Lifecycle: Init and Cleanup

The hash tables need to be created at request start and destroyed at request end. This is what RINIT and RSHUTDOWN are for:

funswap.c, lifecycle functions:

/* funswap.c — continued */
PHP_GINIT_FUNCTION(funswap) {
    ZEND_SECURE_ZERO(funswap_globals, sizeof(*funswap_globals));
}

PHP_RINIT_FUNCTION(funswap) {
#if defined(ZTS) && defined(COMPILE_DL_FUNSWAP)
    ZEND_TSRMLS_CACHE_UPDATE();
#endif
    ALLOC_HASHTABLE(FS_G(replacements));
    zend_hash_init(FS_G(replacements), 8, NULL,
                   (dtor_func_t)zval_ptr_dtor, 0);

    ALLOC_HASHTABLE(FS_G(originals));
    zend_hash_init(FS_G(originals), 8, NULL, NULL, 0);
    return SUCCESS;
}

PHP_RSHUTDOWN_FUNCTION(funswap) {
    /* Free replacement closures */
    if (FS_G(replacements)) {
        zend_hash_destroy(FS_G(replacements));
        FREE_HASHTABLE(FS_G(replacements));
        FS_G(replacements) = NULL;
    }

    /* Free stored originals */
    if (FS_G(originals)) {
        zval *zv;
        ZEND_HASH_FOREACH_VAL(FS_G(originals), zv) {
            zend_function *fn = Z_PTR_P(zv);
            if (fn->type == ZEND_USER_FUNCTION) {
                destroy_op_array(&fn->op_array);
            }
            efree(fn);
        } ZEND_HASH_FOREACH_END();
        zend_hash_destroy(FS_G(originals));
        FREE_HASHTABLE(FS_G(originals));
        FS_G(originals) = NULL;
    }
    return SUCCESS;
}

PHP_MINIT_FUNCTION(funswap) {
#if defined(ZTS) && defined(COMPILE_DL_FUNSWAP)
    ZEND_TSRMLS_CACHE_UPDATE();
#endif
    return SUCCESS;
}

PHP_MINFO_FUNCTION(funswap) {
    php_info_print_table_start();
    php_info_print_table_row(2, "funswap support", "enabled");
    php_info_print_table_row(2, "funswap version", PHP_FUNSWAP_VERSION);
    php_info_print_table_end();
}

funswap.c, updated module entry (note the added RINIT, RSHUTDOWN, GINIT):

/* funswap.c — continued */
zend_module_entry funswap_module_entry = {
    STANDARD_MODULE_HEADER,
    "funswap",
    ext_functions,
    PHP_MINIT(funswap),
    NULL,                       /* MSHUTDOWN */
    PHP_RINIT(funswap),
    PHP_RSHUTDOWN(funswap),
    PHP_MINFO(funswap),
    PHP_FUNSWAP_VERSION,
    PHP_MODULE_GLOBALS(funswap),
    PHP_GINIT(funswap),
    NULL,                       /* GSHUTDOWN */
    NULL,                       /* post deactivate */
    STANDARD_MODULE_PROPERTIES_EX,  /* note: _EX, not plain */
};

#ifdef COMPILE_DL_FUNSWAP
#ifdef ZTS
ZEND_TSRMLS_CACHE_DEFINE()
#endif
ZEND_GET_MODULE(funswap)
#endif

Note the change from STANDARD_MODULE_PROPERTIES to STANDARD_MODULE_PROPERTIES_EX. This is required when using PHP_MODULE_GLOBALS and PHP_GINIT. Without _EX, the struct layout is wrong and PHP crashes on load.
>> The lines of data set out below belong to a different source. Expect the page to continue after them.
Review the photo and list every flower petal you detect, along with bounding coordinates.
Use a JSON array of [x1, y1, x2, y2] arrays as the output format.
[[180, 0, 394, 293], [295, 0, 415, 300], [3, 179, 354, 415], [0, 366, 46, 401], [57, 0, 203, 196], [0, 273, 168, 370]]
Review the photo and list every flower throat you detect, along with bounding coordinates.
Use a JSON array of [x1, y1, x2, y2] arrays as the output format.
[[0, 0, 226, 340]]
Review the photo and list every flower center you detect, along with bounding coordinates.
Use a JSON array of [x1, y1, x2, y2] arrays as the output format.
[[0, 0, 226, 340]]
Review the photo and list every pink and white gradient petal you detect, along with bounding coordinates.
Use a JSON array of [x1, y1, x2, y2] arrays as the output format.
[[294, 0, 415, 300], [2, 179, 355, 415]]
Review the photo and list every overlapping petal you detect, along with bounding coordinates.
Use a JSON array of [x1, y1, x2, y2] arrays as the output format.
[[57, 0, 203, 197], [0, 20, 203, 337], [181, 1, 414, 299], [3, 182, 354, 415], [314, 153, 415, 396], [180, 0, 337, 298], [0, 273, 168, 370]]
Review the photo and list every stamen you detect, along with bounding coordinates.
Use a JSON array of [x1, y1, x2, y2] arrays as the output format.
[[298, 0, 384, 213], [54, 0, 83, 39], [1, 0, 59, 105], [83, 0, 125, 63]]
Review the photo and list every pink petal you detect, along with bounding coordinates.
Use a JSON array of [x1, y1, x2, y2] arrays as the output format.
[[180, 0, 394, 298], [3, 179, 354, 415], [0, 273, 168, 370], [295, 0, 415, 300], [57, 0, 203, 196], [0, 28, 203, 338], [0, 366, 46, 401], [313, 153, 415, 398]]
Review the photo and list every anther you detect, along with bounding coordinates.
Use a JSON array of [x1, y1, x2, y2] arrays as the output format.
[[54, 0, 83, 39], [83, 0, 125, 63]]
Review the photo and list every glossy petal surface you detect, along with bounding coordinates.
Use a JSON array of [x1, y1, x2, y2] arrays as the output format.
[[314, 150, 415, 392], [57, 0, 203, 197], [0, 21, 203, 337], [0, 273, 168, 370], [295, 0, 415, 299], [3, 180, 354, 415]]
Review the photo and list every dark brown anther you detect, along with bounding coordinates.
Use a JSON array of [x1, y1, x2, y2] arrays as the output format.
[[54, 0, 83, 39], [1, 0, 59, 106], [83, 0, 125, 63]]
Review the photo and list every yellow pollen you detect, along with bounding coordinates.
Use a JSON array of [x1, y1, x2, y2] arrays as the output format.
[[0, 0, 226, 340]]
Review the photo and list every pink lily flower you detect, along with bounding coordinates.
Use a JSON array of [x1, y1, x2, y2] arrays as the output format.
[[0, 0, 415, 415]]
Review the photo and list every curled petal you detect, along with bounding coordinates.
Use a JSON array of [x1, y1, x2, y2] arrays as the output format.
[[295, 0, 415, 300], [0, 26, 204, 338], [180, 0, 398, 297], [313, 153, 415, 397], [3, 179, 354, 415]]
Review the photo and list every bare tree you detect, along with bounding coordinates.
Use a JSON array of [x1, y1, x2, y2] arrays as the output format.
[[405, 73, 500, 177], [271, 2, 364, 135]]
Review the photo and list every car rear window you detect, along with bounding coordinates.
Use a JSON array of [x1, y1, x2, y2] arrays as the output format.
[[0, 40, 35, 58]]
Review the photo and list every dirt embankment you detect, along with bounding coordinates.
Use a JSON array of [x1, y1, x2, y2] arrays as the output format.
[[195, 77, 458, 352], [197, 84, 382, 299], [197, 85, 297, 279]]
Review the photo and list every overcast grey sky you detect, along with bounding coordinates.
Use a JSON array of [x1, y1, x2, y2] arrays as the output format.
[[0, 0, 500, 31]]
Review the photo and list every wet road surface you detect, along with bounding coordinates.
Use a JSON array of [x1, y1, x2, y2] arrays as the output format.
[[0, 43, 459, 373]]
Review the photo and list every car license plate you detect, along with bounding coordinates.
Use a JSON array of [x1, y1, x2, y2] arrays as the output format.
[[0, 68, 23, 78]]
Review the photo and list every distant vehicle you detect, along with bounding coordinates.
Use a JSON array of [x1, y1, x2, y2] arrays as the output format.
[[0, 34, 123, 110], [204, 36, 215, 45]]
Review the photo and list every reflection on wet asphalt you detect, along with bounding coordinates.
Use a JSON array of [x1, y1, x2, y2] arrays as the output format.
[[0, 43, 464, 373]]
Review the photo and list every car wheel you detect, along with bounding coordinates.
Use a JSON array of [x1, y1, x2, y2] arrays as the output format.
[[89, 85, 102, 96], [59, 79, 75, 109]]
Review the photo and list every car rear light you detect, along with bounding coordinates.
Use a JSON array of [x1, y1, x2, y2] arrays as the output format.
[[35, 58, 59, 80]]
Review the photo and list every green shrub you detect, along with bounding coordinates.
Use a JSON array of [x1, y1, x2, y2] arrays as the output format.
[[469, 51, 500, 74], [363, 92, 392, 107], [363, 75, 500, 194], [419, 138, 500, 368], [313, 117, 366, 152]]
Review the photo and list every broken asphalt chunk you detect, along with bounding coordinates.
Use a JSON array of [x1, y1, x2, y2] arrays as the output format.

That one took me a while to figure out.

Writing .phpt Tests

PHP extensions use .phpt files for tests. Each test is a file with sections: --TEST-- (name), --EXTENSIONS-- (required extensions), --FILE-- (PHP code), --EXPECT-- (expected output).

Remember the two-file pattern: define and replace in a setup file, call from the test file via require.

ext/tests/replace_internal.phpt, replacing an internal function:

--TEST--
FunSwap: replace internal function (strlen)
--EXTENSIONS--
funswap
--FILE--
<?php
\FunSwap\replace("strlen", function(string $s): int {
    return 999;
});

$code = '<?php echo strlen("hello") . "\n";';
$tmp = tempnam(sys_get_temp_dir(), 'fs');
file_put_contents($tmp, $code);
require $tmp;
unlink($tmp);
?>
--EXPECT--
999

You might wonder that for internal functions like strlen, the compiler emits DO_ICALL when it sees strlen in the function table. After our replacement, the function is still internal (our wrapper is ZEND_INTERNAL_FUNCTION), so DO_ICALL still works. We don’t actually need the two-file pattern for internal→internal replacement. But using it consistently doesn’t hurt, and it makes the tests uniform.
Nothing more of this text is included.